El estudio se basa en los procesos de vacunación realizados en San Marino desde el 4 de marzo al 8 de abril. Los expertos han llevado a cabo una evaluación cuantitativa de la incidencia de eventos adversos entre personas inoculadas con uno o ambos componentes del fármaco.

El artículo detalla que la edad media de los 2.558 vacunados fue de 66 años, con un margen superior o menor de 14 años. La incidencia de los eventos adversos posteriores a la inmunización tras la primera dosis fue del 53,3 % (reacciones sistémicas, en un 42,2 %), mientras que la incidencia tras la segunda dosis fue del 66,8 % (reacciones sistémicas, en un 50,4 %).

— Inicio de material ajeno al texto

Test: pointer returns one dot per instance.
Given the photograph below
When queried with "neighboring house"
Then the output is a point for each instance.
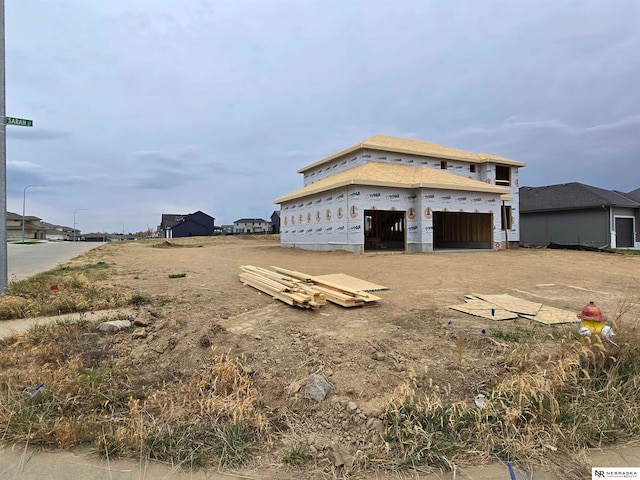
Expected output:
(275, 222)
(59, 232)
(98, 237)
(635, 195)
(579, 214)
(33, 227)
(191, 225)
(251, 225)
(402, 194)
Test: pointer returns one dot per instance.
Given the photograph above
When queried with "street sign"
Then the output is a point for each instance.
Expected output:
(21, 122)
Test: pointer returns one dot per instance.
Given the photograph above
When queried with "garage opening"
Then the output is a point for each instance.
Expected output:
(624, 232)
(384, 230)
(462, 230)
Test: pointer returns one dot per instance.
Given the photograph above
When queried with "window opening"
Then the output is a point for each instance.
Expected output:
(503, 175)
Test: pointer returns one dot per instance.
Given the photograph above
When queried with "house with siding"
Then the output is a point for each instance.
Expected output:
(251, 225)
(579, 214)
(190, 225)
(403, 194)
(34, 229)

En general, el 76 % de los inmunizados con la pauta completa notificaron algunos efectos adversos después de cualquiera de las dosis de la vacuna, y el 2,1 % sufrió reacciones graves. En personas de entre 60 y 89 años, los efectos adversos se notificaron en un 70 % de los casos, con un 53 % de los vacunados que describieron reacciones sistémicas y un 0,8 % que informaron de síntomas graves. Los síntomas más frecuentes fueron dolor local, decaimiento, cefalea y dolor articular.